LinkedIn, With Pulse Acquisition, Moves Closer To Becoming Your Homepage

How LinkedIn Is Quietly Giving Facebook A Run For Its Money

LinkedIn wants to be the first place you go when you wake up, and the last thing you check before you go to sleep.

The site, which bills itself as the "world's largest professional network," has over the last few years morphed from a place to store an electronic version of your resume and occasionally look for a job to a full-fledged platform for news, commentary and discussion.

LinkedIn is positioning itself as the Facebook for professionals, leaving the world's largest social network for status updates and Instagrams of your food while focusing intently on becoming a source for information relevant to your profession.

And with LinkedIn's recent purchase of Pulse, a mobile news reading application that claims 30 million users, and last week's launch of a redesigned iPhone application that focuses on personalized news, the company has signaled that it's serious about engaging users with content.

"LinkedIn is becoming that one-stop, all-around platform for business professionals," said Kim Celestre, a senior analyst at Forrester Research.

"They're really positioning themselves as relevant for business professionals, unlike Facebook, which isn't as relevant for business professionals," Celestre added. "I think LinkedIn has really established that foothold."

Two years ago, LinkedIn launched LinkedIn Today, which curates news based on a user's connections and what people within his or her industry are reading and sharing. And last fall, it launched Influencers, a blogging platform that includes original content from luminaries like Richard Branson, President Barack Obama and Meg Whitman.

Betting on content has paid off. Member page views grew 67 percent in the fourth quarter of 2012 from the year earlier, which suggests that members are not just coming to the site to look at resumes and profiles, but are returning for the content.

And that's where Pulse comes in.

Pulse, which began as a mobile app in 2010, aggregates content from more than 750 publishers and presents it in a tiled display on iOS and Android devices as well as on the Web. LinkedIn has not commented on what it will do with the company, beyond what it said announcing the acquisition, that Pulse "will continue to be supported as the integrated Pulse and LinkedIn teams work to build future generations of professional content consumption products."

Analysts said that the buy will not only help enhance LinkedIn's mobile experience, but will also allow the company to increase engagement -- and ultimately revenue -- across the site.

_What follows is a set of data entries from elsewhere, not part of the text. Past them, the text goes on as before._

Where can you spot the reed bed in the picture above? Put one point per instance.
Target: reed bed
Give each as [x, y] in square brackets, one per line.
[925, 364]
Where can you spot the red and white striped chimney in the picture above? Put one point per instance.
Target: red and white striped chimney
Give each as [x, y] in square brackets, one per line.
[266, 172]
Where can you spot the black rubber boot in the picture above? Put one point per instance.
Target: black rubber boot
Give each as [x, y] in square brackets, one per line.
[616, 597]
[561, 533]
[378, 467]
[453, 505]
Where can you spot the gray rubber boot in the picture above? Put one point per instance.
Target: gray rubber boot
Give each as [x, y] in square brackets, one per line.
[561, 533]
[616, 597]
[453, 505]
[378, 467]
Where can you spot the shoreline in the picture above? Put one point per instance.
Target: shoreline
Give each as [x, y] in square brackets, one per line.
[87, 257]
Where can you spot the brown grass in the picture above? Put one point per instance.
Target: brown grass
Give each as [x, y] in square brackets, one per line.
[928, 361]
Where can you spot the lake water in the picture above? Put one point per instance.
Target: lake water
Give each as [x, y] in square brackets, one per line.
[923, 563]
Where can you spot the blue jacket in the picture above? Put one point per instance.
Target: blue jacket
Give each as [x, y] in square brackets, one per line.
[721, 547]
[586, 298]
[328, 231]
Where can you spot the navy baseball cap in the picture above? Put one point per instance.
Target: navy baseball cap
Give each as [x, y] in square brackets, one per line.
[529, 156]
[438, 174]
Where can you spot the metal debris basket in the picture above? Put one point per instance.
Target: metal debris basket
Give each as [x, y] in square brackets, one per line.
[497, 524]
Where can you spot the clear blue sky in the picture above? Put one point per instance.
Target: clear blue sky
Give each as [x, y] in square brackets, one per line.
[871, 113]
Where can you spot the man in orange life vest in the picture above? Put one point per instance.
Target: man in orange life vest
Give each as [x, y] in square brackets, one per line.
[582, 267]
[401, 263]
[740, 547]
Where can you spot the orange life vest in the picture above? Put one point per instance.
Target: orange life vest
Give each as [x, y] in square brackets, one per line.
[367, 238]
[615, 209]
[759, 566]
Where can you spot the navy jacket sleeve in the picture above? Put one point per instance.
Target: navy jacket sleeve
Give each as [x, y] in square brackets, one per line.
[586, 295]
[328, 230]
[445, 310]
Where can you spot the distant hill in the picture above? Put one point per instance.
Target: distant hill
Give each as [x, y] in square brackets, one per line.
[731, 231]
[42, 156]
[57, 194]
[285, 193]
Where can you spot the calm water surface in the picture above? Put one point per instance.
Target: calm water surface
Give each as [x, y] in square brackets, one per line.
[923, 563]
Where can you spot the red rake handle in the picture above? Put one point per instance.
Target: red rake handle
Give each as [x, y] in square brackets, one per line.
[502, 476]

"What Pulse provides LinkedIn is the ability to offer LinkedIn members an easier way to curate content that is relevant to them," said Celestre.

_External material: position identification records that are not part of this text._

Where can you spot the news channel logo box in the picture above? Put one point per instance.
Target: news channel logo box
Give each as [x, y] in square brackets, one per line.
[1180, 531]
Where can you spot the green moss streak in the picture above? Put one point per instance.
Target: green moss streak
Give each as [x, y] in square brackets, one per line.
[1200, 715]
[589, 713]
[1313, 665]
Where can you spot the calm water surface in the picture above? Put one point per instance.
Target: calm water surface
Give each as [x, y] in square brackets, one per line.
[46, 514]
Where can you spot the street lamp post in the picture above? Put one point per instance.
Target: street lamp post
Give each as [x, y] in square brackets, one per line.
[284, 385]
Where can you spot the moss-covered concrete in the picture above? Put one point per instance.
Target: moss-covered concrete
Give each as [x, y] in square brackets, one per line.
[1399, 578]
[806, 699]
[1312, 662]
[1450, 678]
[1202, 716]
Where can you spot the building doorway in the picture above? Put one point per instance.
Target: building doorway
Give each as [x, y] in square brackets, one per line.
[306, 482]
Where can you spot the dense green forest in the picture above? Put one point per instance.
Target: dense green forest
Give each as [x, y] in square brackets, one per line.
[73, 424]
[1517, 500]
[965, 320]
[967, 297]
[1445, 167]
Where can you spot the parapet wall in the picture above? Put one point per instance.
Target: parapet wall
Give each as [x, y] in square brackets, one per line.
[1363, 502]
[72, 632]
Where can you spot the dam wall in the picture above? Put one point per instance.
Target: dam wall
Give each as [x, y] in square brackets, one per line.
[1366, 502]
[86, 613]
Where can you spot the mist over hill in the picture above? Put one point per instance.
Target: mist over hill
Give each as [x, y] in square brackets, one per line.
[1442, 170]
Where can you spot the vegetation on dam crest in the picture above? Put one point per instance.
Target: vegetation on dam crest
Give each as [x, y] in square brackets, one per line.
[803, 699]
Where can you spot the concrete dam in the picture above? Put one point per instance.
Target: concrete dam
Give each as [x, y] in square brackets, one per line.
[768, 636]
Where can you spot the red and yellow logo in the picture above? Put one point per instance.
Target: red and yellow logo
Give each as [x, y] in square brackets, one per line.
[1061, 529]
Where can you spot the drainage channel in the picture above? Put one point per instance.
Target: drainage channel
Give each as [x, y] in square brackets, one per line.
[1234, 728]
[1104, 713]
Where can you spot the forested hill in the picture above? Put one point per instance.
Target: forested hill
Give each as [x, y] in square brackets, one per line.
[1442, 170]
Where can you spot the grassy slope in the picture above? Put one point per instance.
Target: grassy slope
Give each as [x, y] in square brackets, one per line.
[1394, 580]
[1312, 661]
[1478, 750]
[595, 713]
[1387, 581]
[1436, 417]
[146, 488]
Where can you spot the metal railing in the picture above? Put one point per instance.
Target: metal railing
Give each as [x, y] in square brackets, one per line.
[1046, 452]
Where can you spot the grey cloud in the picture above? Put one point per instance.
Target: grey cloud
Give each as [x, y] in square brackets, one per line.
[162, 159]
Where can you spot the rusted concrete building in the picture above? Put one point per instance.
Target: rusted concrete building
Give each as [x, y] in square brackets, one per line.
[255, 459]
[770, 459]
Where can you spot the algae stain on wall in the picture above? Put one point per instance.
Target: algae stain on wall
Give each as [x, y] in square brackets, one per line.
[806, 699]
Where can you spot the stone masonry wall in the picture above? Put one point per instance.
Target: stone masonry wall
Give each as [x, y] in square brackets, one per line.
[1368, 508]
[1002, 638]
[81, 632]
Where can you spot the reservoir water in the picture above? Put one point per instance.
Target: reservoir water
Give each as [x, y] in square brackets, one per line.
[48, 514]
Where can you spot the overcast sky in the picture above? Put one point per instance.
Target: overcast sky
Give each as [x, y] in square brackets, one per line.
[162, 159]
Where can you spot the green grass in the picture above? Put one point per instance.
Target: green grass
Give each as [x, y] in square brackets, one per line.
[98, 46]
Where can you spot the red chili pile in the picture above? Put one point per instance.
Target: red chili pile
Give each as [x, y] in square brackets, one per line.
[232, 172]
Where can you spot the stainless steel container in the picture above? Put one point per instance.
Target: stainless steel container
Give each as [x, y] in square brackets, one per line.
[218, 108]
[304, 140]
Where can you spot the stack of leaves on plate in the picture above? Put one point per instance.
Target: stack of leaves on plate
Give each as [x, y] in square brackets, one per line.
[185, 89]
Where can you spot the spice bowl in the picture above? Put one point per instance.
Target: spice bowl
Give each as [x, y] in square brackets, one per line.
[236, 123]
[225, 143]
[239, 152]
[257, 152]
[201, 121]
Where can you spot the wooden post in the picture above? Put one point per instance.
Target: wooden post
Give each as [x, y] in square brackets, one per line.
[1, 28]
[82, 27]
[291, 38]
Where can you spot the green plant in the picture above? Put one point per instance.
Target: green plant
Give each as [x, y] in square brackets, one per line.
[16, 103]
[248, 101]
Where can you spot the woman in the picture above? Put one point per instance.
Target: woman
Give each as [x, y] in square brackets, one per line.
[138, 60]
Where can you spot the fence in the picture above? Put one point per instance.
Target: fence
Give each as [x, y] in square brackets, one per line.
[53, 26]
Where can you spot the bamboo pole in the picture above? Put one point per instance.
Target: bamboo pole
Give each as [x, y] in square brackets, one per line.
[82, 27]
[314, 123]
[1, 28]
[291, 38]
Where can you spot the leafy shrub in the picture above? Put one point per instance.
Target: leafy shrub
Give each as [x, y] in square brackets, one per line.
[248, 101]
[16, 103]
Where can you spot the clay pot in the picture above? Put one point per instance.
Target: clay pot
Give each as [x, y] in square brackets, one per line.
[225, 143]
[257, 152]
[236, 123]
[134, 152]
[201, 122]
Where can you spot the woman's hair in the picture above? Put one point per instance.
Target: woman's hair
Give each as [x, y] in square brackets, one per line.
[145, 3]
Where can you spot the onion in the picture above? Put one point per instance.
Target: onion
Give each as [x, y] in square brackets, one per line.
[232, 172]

"It just adds to that whole content personalization experience," she added.

Personalized content is, of course, more engaging. And more engaging content keeps users on the site, which means more revenue from ads.

"It is definitely going to help them with data," Agata Kaczanowska, a senior analyst at IBISWorld, said of Pulse. "The more user engagement they have, the more data they will have about the users. That translates into targeting advertising."

But Pulse's value to LinkedIn may extend beyond targeted display advertising.

Linkedin is different than other social networks because advertising accounts for only about a quarter of the company's revenue. Facebook got 84 percent of its revenue from advertising last year.

The majority of LinkedIn's revenue comes from paid services, including a premium subscription for professionals and LinkedIn Recruiter, a tool for talent acquisition. Those paid services rely on troves of data -- much of it, like educational and professional information, entered by the user.

A yearly subscription to LinkedIn's flagship recruiting tool costs an average of about $8,000 per account. For that product to stay competitive with headhunters and other companies with human resources tools -- LinkedIn cites Oracle, IBM and SAP as rivals -- the company needs to continue to improve Recruiter, which it could do through data gleaned from members' account activity.

Because members are signed into their LinkedIn accounts when they're reading, sharing and discussing, more information about what members are reading may provide better data to power the company's premium search tools.

LinkedIn has managed to increase subscription services year after year, and the company has been a darling of Wall Street. The stock price of has soared since it went public in 2011 at $45 a share, and is now hovering around $175.

"Now you've got a place for an individual to repeatedly, on a daily basis, come back and tap into news," said Celestre. "There's more motivation for people to make sure their profiles are updated, which makes the member profiles even more valuable."